Só são consideradas pelo STF provas que
incriminem o cidadão, e se estas provas não aparecem depois de quatro
meses de investigação, problema dele: a Polícia Federal continua
procurando a culpa, e o infeliz continua na cadeia. Martins, suspeito de
participar num golpe que seria dado por Bolsonaro e até hoje permanece
do mundo da imaginação, foi preso em fevereiro sob a acusação de ter
viajado para os Estados Unidos no dia 30 de dezembro de 2023, junto com o
ex-presidente.
Não se sabe que crime é esse – sobretudo quando
se leva em consideração que o próprio Bolsonaro, que realmente viajou,
não é acusado de ter feito a viagem.
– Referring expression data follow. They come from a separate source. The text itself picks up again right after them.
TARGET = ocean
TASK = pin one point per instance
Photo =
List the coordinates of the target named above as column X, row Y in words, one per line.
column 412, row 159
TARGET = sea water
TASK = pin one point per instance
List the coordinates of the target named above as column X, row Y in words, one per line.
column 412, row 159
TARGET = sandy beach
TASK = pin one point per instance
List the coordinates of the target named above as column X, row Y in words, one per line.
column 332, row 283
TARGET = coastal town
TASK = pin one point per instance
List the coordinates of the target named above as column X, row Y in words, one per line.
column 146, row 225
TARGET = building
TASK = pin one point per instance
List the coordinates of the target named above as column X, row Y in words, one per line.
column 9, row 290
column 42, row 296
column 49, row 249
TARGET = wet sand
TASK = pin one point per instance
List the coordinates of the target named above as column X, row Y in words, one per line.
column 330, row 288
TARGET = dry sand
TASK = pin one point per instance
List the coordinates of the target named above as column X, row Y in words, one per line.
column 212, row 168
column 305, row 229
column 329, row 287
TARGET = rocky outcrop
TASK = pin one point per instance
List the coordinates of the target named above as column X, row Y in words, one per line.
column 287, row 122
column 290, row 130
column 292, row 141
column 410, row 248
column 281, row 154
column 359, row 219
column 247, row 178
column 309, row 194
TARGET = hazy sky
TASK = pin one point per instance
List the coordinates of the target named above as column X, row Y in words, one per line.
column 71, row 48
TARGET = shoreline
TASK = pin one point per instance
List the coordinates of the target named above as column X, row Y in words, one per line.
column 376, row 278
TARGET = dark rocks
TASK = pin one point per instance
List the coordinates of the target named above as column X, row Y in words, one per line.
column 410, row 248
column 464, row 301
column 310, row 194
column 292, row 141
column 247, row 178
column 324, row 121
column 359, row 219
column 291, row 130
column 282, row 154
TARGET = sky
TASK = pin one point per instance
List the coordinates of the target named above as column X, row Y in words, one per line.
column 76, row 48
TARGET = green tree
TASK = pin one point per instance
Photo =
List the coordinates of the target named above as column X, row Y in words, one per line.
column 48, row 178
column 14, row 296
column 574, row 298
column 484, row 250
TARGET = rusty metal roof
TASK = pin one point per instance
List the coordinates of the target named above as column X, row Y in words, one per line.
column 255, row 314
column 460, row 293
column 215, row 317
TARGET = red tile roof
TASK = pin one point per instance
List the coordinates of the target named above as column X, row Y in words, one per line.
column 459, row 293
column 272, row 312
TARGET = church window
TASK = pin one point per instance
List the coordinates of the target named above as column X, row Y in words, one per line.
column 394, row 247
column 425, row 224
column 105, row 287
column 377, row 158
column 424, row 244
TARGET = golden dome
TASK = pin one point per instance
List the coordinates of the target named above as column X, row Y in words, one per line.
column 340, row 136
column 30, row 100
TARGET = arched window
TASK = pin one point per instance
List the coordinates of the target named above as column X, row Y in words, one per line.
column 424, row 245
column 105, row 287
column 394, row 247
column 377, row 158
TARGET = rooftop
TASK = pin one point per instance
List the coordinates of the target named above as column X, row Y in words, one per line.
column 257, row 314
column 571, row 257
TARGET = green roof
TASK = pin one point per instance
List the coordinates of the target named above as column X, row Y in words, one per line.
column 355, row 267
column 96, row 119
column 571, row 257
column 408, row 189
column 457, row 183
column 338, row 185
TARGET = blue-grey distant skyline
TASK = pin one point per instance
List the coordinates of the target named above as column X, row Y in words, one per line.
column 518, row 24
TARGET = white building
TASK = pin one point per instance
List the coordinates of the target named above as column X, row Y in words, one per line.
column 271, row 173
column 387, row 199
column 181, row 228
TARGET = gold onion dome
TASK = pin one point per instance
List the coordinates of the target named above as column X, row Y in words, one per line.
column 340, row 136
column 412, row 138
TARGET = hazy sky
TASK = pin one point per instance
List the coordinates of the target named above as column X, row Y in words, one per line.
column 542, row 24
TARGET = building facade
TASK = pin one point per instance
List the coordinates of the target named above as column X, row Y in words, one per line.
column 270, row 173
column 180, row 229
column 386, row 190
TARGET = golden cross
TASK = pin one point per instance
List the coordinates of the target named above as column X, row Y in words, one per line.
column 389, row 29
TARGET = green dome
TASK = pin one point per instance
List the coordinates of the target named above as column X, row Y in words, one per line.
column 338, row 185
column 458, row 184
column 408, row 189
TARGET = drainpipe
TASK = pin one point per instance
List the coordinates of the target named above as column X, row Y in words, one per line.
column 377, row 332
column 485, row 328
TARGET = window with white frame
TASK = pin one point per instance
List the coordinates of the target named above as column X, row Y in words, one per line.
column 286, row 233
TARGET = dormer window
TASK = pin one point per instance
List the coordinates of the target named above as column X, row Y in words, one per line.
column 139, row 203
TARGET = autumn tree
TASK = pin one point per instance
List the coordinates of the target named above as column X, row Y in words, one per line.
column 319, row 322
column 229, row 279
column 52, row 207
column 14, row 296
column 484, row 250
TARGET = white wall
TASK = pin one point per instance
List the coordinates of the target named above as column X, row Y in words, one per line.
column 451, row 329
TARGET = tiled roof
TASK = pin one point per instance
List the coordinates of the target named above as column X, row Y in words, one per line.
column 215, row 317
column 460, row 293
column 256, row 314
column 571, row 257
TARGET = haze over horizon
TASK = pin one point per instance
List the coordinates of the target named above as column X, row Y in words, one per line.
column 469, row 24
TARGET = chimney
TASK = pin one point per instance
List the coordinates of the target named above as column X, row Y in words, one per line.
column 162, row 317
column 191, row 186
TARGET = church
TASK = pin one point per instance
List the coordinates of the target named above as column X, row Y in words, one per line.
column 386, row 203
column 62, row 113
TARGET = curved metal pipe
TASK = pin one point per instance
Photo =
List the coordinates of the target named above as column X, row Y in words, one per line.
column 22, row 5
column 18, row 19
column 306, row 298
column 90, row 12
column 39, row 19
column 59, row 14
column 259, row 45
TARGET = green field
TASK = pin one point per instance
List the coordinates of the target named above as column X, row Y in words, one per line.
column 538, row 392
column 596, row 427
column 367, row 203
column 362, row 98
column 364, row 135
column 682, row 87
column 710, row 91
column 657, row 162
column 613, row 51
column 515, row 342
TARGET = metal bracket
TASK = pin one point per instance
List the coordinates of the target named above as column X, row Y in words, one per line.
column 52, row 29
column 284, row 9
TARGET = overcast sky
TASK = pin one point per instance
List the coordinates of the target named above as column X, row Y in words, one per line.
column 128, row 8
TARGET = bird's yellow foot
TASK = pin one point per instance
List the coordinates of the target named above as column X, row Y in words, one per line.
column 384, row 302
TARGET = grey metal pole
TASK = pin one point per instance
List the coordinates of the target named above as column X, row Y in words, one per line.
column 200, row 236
Mas isso é até o de menos. O
complicado, mesmo, é que Martins provou, contraprovou e provou de novo
que não viajou para os Estados Unidos nesse dia 30, nem com o ex-chefe e
nem com ninguém.
Num grande dos grandes clássicos em matéria de
acusação desmentida pelos fatos, Martins já provou fisicamente, com
recibos do Uber e da Latam, que estava em Brasília no dia 30, quando é
acusado pela PF de ter ido para os Estados Unidos, e em Curitiba no dia
seguinte – onde não poderia estar se tivesse viajado para a Flórida na
véspera. Mais: o Departamento de Imigração dos Estados Unidos informou
que Martins não entrou no território americano na data em que a polícia e
Moraes suspeitam que ele foi para lá.
Ou seja, de um lado as
autoridades brasileiras não têm nenhuma prova da acusação que fazem e,
do outro lado, o acusado apresenta provas materiais de que a acusação é
falsa. Mas nada disso muda coisa nenhuma. O assessor do ex-presidente
faz parte de um novo tipo de cidadão criado no Brasil pelo STF: o
“perpetrador de atentado contra a democracia”, ao qual não se aplicam o
Código de Processo Penal nem os direitos civis estabelecidos na
Constituição Federal.
Como os apátridas, que não têm a proteção
da nacionalidade, os incluídos nos inquéritos do ministro Moraes não têm
a proteção das leis em vigor no país. É o “enfrentamento” dos atos
contra a democracia, segundo a nova ordem jurídica do STF.